What caused the Korean chopper to crash?

July 18, 2014
Firefighters work at the site of a helicopter crash that killed all five firefighters onboard in a residential area of Gwangju, Thursday. (Yonhap)

Firefighters work at the site of a helicopter crash that killed all five firefighters onboard in a residential area of Gwangju, Thursday. (Yonhap)

By Jung Min-ho

Speculation abounds about what caused a firefighting helicopter to crash in the southwestern city of Gwangju on Thursday, killing all five on board including two skilled pilots.

According to one witness, the chopper was flying at a low altitude and caught fire before it plummeted to the ground.

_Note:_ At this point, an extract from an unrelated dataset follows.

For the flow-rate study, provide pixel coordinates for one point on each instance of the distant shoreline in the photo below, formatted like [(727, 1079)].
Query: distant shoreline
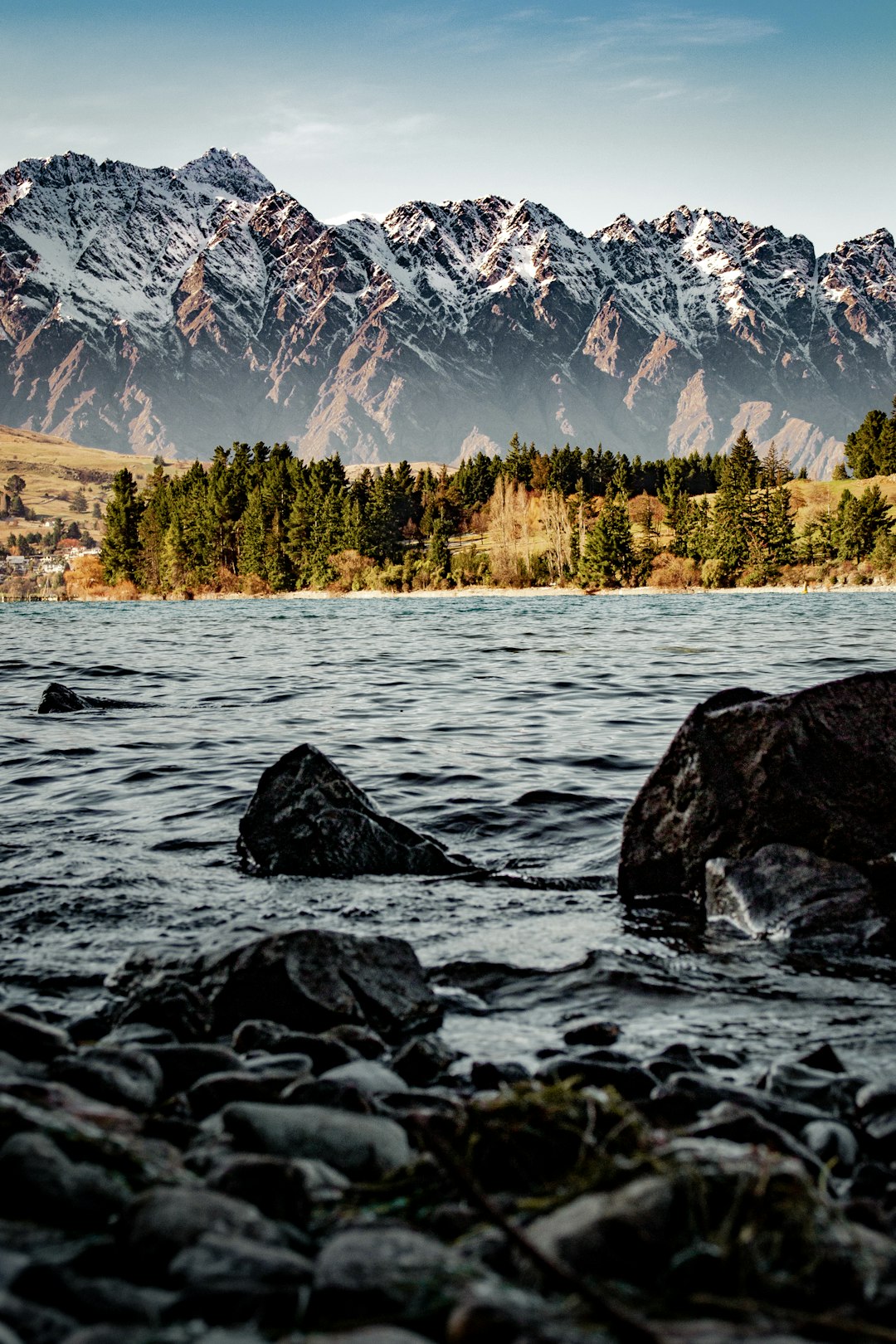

The reason is unclear why it flew at a low altitude. It was supposed to fly at 7,000 feet or higher because it was rainy and foggy, according to the Air Force’s navigation control center.

The center said it told the pilot to increase altitude after finding that the chopper was flying too low. It then rose to an altitude of 3,600 feet, but soon disappeared from radar.

The center’s claims suggest that a mechanical problem might have prevented the chopper from flying at higher altitudes.

Aviation officials collected Friday the helicopter’s two black boxes, but found they were “seriously damaged. ” The boxes will be sent to France, where they were made.

The officials believe it may take about one year to fix them and determine the cause of the crash.

The chopper was a Eurocopter AS365N3 or Dauphin, a model the National Emergency Management Agency (NEMA) had used since 2001.

The agency ordered all the regional fire headquarters to stop using the AS365N3 and the AS365N2 models. Seven Dauphins are now in use in Korea.

According to Rep. Jin Sun-mee of the main opposition New Politics Alliance for Democracy, there are nine firefighting helicopters manufactured by Eurocopter, a French firm, in Korea.

According to the Gangwon Fire Headquarters (GFH), to which the helicopter belonged, it underwent repairs at Samsung Techwin June 23-24 after problems were found with its fuel pump, footrest, landing headlight and auxiliary oil hydraulic pump switch.

However, GFH officials said all the problems had been fixed and no other mechanical issues were detected at the time.

One mechanic told local media that the pilots also did not mention anything about mechanical problems before and after the maintenance.

“After running it for 25 hours, three mechanics checked the helicopter for the entire day. The crashed one was not old and seemed just fine,” the mechanic was quoted as saying.

The firefighters were on the way back to their headquarters in Chuncheon, Gangwon Province, after search operations for those still missing in the wake of April’s ferry Sewol disaster.

They ended the mission on Thursday earlier than planned because it was foggy and rainy. But NEMA officials noted the weather was not likely the main cause of the crash since the skies were still navigable.

Meanwhile, the NEMA sent the five corpses to the National Forensic Service.